Erhard Bühler: While training to prepare for Afghanistan will diminish, the complexity of exercise scenarios will increase and the diversity of scenarios will have to increase as well; put another way, the quantity and quality of NATO training and exercises will have to go up. In addition, the time available to prepare NATO forces for future threat scenarios will diminish. We will have to do more and more complex stuff in less time. To provide examples: with NATO’s command-structure reform, we have to train 19 headquarters groups (land, air, maritime, and single service). High-intensity, large-scale exercises have to prepare forces by providing interoperational experience. These exercises must also provide experience in countering overlapping threats, such as deterring conventional forces while being under threat of ballistic missiles and having to cope with local insurgents. And the exercises must do all of that for different geographies.
McKinsey: You have recently undergone an internal transformation to prepare the Joint Warfare Centre for this. What lessons would you derive from that for NATO’s overall and larger transformation?
Erhard Bühler: Both the Joint Warfare Centre and NATO have become too static. The world is changing and NATO has to adapt. The alliance is a very large and powerful force for security and order in the world, but it can only retain its preeminent status if it evolves its self-understanding as an agile, lean learning organization. We need to reinvigorate and reinforce our processes. This has to be reflected at every level and calls for a great effort by everyone within NATO, be it military or civilian staff. We have seen significant changes toward this goal in the past, and I am confident that NATO will adapt to the new challenges on the horizon and beyond.

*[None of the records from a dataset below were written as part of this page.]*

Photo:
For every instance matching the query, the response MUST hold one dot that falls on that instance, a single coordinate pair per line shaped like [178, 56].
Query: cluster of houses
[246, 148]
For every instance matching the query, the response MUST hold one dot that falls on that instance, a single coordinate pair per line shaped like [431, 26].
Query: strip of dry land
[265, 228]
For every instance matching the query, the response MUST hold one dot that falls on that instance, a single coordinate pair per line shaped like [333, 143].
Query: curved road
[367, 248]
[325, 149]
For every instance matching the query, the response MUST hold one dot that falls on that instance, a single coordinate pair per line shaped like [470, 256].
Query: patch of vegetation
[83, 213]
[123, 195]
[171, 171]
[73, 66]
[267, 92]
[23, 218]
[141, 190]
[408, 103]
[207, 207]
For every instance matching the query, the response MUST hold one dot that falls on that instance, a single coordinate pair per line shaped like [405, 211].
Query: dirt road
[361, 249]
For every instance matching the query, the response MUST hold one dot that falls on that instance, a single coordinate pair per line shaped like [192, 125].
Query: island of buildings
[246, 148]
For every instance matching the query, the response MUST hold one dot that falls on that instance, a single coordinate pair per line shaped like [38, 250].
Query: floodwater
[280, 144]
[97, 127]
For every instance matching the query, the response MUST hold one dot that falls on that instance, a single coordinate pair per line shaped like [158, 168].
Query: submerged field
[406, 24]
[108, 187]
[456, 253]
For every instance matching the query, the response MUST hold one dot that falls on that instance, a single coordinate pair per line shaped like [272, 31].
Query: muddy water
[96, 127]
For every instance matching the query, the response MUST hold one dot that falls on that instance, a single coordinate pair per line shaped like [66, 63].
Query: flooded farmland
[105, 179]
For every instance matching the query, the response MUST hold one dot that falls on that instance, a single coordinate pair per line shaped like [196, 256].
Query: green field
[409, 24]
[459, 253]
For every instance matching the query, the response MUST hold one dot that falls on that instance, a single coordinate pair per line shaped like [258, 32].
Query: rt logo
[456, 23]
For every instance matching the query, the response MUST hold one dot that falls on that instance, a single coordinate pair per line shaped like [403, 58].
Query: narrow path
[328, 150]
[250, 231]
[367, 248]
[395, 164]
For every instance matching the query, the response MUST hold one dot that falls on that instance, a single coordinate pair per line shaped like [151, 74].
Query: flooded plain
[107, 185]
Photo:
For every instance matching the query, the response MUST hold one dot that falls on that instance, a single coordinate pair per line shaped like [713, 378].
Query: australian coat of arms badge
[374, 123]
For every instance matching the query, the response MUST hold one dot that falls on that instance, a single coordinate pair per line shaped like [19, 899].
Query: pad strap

McKinsey: In the Joint Warfare Centre’s transformation, you explored the question of whether best practices from industry could be applied. What was your experience?
Erhard Bühler: We can learn a lot from industry and the business world. Many business tools and concepts are applicable to the military world—not necessarily as they are currently understood but with some adaptation. Lean principles, resource-management tools, and change-management concepts can clearly find a home in the military. Military mind-sets are different, of course, and developing a military view on core products, efficiency, value propositions, and a project-oriented structure, among other such business ideas, is definitely a stretch in the beginning. However, we found that these concepts helped us focus on the important items. The military is conservative and traditional, but when it gets down to getting things done, we can be surprisingly open minded in exploring new concepts and approaches.